Blog Entry #7

Peters, S.A. (2010). Engaging with the art and science of statistics. Mathematics Teacher, 103(7), 496-503.

In the article, "Engaging With the Art and Science of Statistics," Susan A. Peter's main idea was to define what field of study the practice of statistics fit into. In her discussion, and as inferred by the title, she claimed that statistics does not merely use mathematics and science, but that it is an art as well. She mentioned that statistics involves mathematical techniques and theories that help to collect and analyze data. This would be evidence that it is a mathematical science. However, she also talked about how creating graphs and displays for the data that is collected requires an artul touch in order to represent what was found accurately.

Statistics definitely involves both mathematical and artistic techniques, however I do not believe that this singles out statistics from any other math field. All math concepts involve some sort of art procedure whether it be in graphs, pictures, story problems, etc. Therefore, while I agree with her argument that statistics is an artisic, mathematical science, I do not think that makes it unique from the other math fields.

Blog Entry #6

Goodman, Terry. (2010). Shooting free throws, probability, and the golden ratio. Mathematics Teacher,103(7), 482-487.

In Terry Goodman's article, "Shooting Free Throws, Probability, and the Golden Ratio," his main idea is to show the difference it makes in a child's learning when topics of interest are used as object lessons. In this particular situation he chose to teach probability and the golden ratio by explaining through free throws in a basketball game. He started out with a word problem where a certain player had playing statistics that showed she made free throws 60% of the time. If this player was in a situation to shoot a one-and-one free-throw (where if she makes it she gets to shoot again, but if she misses she stops) the instructor asked the students what the most likely outcome would be--scoring 0 points, 1 point, or 2 points. After predicting this through various procedures, the instructor continued to challenge them by switching up the given situation several times. Throughout the article he displayed the different procedures that children were using to solve these problems and expressed that they were soon coming up with their own ways of solving them rather than coming to him for ideas. By displaying the thinking process of the children in his class he showed how children really do have a desire to learn and it can be easily encouraged when topics of interest are intertwined in the concept material.

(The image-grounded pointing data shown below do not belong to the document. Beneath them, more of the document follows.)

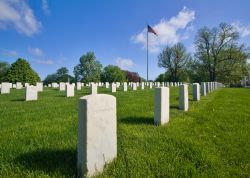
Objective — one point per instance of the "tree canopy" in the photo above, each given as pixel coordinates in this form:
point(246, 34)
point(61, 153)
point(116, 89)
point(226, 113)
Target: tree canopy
point(21, 71)
point(89, 69)
point(174, 60)
point(112, 73)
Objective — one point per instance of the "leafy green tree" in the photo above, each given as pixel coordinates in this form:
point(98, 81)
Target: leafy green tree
point(112, 74)
point(62, 74)
point(21, 71)
point(218, 52)
point(174, 60)
point(89, 69)
point(4, 67)
point(50, 79)
point(161, 78)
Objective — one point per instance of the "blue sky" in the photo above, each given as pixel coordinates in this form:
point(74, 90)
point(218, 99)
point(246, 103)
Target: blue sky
point(54, 33)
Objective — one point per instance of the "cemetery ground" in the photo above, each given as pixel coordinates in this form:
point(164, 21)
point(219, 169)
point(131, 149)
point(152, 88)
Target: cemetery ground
point(39, 138)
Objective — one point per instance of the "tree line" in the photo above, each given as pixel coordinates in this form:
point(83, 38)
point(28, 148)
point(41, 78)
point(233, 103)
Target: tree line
point(218, 56)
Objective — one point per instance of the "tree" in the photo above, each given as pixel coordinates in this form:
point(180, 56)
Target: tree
point(21, 71)
point(89, 69)
point(4, 67)
point(112, 74)
point(62, 74)
point(174, 60)
point(132, 76)
point(218, 47)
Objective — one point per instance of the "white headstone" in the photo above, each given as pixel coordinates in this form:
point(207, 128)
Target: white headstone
point(183, 97)
point(196, 91)
point(113, 87)
point(93, 89)
point(5, 89)
point(78, 86)
point(39, 86)
point(125, 86)
point(142, 85)
point(31, 93)
point(161, 108)
point(134, 86)
point(62, 86)
point(203, 89)
point(70, 90)
point(107, 84)
point(97, 133)
point(19, 85)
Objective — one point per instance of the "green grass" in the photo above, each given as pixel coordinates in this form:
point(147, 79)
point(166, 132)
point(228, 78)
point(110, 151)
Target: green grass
point(212, 139)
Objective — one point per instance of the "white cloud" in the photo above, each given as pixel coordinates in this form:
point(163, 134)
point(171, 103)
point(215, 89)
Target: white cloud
point(47, 62)
point(9, 53)
point(17, 14)
point(124, 63)
point(244, 31)
point(169, 31)
point(45, 7)
point(35, 51)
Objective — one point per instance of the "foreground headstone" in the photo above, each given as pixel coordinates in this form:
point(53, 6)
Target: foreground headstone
point(62, 86)
point(161, 108)
point(93, 89)
point(183, 97)
point(19, 85)
point(31, 93)
point(39, 86)
point(5, 89)
point(125, 86)
point(134, 86)
point(97, 135)
point(203, 89)
point(78, 86)
point(70, 90)
point(113, 87)
point(107, 84)
point(142, 85)
point(196, 91)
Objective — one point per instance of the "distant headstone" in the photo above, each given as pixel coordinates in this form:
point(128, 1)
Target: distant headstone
point(203, 89)
point(196, 91)
point(31, 93)
point(70, 90)
point(97, 133)
point(39, 86)
point(55, 85)
point(183, 97)
point(161, 105)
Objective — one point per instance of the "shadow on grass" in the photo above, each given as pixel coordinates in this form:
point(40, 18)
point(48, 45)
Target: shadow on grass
point(50, 161)
point(137, 120)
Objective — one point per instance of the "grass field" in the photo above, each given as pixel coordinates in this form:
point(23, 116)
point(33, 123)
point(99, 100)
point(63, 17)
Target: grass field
point(212, 139)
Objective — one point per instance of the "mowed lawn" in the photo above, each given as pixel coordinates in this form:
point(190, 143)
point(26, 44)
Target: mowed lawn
point(212, 139)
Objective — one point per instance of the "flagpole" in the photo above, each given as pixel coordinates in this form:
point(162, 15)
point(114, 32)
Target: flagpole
point(147, 55)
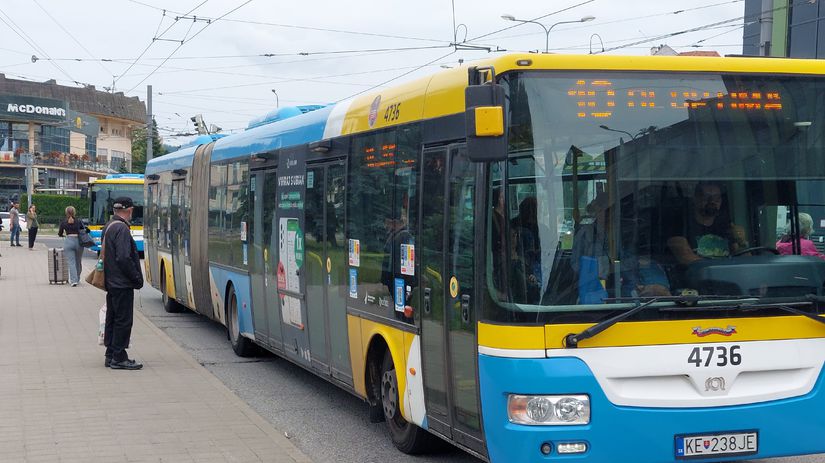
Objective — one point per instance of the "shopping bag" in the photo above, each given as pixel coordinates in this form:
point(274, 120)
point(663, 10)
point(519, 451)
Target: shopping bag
point(102, 328)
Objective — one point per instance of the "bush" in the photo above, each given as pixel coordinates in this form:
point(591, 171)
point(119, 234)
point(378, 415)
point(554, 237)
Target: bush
point(51, 209)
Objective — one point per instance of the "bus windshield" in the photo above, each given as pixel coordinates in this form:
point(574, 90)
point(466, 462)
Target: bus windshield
point(622, 186)
point(103, 196)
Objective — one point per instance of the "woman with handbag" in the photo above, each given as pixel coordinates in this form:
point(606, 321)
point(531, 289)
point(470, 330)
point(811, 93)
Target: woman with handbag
point(33, 224)
point(70, 227)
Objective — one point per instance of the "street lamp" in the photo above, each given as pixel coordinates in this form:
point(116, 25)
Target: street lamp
point(509, 17)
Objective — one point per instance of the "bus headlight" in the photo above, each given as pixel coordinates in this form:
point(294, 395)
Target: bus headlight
point(551, 410)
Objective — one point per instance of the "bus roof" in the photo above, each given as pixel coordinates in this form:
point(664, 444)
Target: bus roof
point(119, 181)
point(442, 94)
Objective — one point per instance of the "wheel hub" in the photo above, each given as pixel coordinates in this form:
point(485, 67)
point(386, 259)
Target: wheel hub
point(389, 394)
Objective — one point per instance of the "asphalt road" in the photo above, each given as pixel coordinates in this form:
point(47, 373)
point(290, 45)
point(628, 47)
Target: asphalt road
point(325, 422)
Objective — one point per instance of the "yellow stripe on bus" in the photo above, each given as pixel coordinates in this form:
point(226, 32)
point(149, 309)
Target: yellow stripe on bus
point(511, 337)
point(442, 94)
point(652, 333)
point(361, 333)
point(691, 331)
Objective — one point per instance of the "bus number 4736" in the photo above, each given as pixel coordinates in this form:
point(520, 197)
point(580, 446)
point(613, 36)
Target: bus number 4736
point(703, 356)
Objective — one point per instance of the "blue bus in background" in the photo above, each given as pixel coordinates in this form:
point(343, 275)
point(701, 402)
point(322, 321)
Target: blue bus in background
point(102, 194)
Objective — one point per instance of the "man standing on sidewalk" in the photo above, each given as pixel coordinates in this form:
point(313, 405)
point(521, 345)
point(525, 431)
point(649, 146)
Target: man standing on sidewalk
point(122, 277)
point(14, 224)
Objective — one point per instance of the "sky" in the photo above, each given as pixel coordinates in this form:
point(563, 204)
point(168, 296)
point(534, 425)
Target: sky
point(235, 60)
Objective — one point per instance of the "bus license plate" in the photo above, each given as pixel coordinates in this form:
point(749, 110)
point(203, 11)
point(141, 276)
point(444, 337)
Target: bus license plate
point(713, 444)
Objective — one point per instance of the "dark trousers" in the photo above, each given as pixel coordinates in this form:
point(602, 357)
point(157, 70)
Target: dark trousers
point(119, 318)
point(32, 236)
point(15, 234)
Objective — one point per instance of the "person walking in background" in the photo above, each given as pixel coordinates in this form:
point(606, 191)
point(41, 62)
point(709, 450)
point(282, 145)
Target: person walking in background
point(806, 246)
point(69, 228)
point(33, 224)
point(14, 224)
point(122, 276)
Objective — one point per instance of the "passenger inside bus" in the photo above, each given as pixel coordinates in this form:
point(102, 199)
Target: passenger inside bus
point(806, 246)
point(707, 232)
point(526, 253)
point(641, 275)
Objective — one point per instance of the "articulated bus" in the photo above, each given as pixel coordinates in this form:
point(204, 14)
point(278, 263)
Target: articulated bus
point(535, 257)
point(102, 195)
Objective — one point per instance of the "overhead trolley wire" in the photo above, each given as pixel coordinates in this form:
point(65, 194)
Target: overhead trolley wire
point(22, 34)
point(294, 26)
point(71, 36)
point(695, 29)
point(534, 19)
point(299, 79)
point(154, 39)
point(187, 40)
point(399, 76)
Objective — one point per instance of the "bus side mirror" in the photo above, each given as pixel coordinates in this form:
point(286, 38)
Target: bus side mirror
point(485, 122)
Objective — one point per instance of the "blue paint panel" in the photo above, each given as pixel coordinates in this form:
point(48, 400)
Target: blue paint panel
point(632, 434)
point(240, 281)
point(281, 134)
point(180, 159)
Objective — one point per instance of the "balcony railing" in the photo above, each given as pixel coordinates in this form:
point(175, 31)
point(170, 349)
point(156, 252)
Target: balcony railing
point(60, 160)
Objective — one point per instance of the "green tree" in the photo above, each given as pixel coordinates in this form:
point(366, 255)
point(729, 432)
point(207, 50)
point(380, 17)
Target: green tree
point(139, 147)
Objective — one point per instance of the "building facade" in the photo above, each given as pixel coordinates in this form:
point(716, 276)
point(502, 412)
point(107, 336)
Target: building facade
point(66, 135)
point(790, 28)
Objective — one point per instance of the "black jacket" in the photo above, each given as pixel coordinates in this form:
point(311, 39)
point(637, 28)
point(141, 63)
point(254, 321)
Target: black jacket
point(121, 263)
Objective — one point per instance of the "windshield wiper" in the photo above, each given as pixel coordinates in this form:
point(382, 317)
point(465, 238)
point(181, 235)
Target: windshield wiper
point(812, 298)
point(683, 299)
point(573, 340)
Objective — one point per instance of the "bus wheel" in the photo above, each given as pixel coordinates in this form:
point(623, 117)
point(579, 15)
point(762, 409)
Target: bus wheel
point(242, 346)
point(406, 436)
point(169, 305)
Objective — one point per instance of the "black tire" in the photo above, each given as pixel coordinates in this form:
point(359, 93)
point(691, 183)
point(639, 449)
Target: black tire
point(169, 305)
point(406, 436)
point(242, 346)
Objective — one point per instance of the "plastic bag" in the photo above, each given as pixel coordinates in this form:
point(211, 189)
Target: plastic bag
point(102, 328)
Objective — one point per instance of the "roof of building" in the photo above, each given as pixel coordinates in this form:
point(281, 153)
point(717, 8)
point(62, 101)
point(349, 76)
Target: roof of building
point(86, 100)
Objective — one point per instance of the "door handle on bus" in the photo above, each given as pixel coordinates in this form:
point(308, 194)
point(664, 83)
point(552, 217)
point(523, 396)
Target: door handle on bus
point(427, 300)
point(465, 308)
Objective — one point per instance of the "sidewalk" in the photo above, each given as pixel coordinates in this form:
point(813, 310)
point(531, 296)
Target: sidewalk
point(59, 404)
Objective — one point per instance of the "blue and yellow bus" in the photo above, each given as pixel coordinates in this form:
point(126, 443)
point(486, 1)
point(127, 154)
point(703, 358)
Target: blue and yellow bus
point(535, 257)
point(102, 194)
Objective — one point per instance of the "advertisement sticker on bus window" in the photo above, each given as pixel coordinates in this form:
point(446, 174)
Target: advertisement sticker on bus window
point(408, 259)
point(399, 295)
point(355, 253)
point(353, 283)
point(291, 254)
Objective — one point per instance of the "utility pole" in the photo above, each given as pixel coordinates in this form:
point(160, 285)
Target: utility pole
point(150, 129)
point(29, 159)
point(766, 28)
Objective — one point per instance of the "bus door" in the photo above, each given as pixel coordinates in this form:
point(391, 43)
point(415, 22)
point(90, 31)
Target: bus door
point(178, 226)
point(150, 230)
point(326, 271)
point(448, 325)
point(266, 311)
point(291, 276)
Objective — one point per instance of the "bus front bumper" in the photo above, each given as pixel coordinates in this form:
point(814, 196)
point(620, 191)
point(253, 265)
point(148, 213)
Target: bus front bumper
point(618, 434)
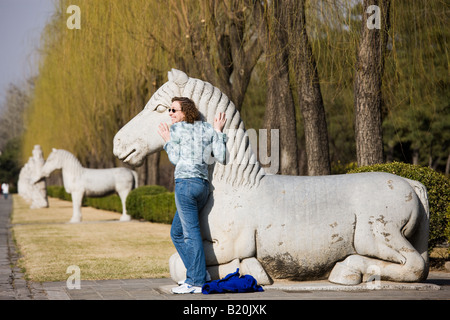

I feel that Goodman's topic is brought up often when discussing mathematical teaching procedures. Although it is a popular idea, I am not sure that it is practiced as often as it should be. I feel that teaching children mathematics with real world objects and activities that they enjoy and participate in often can really have a deep effect on how they learn the material. A topic of interest is a way for them to break the ice with the new concept and tackle problems in a way where they can use knowledge that they already have acquired. It is also a way for them to visualize the problems, and this is helpful because most children at that age are very visual learners. Although this article didn't bring up any huge issues in the math world, I believe that the author did make a good point in illustrating that "explorations such as this one have the potential to help students further develop their mahtematical understanding, skills, and problem solving."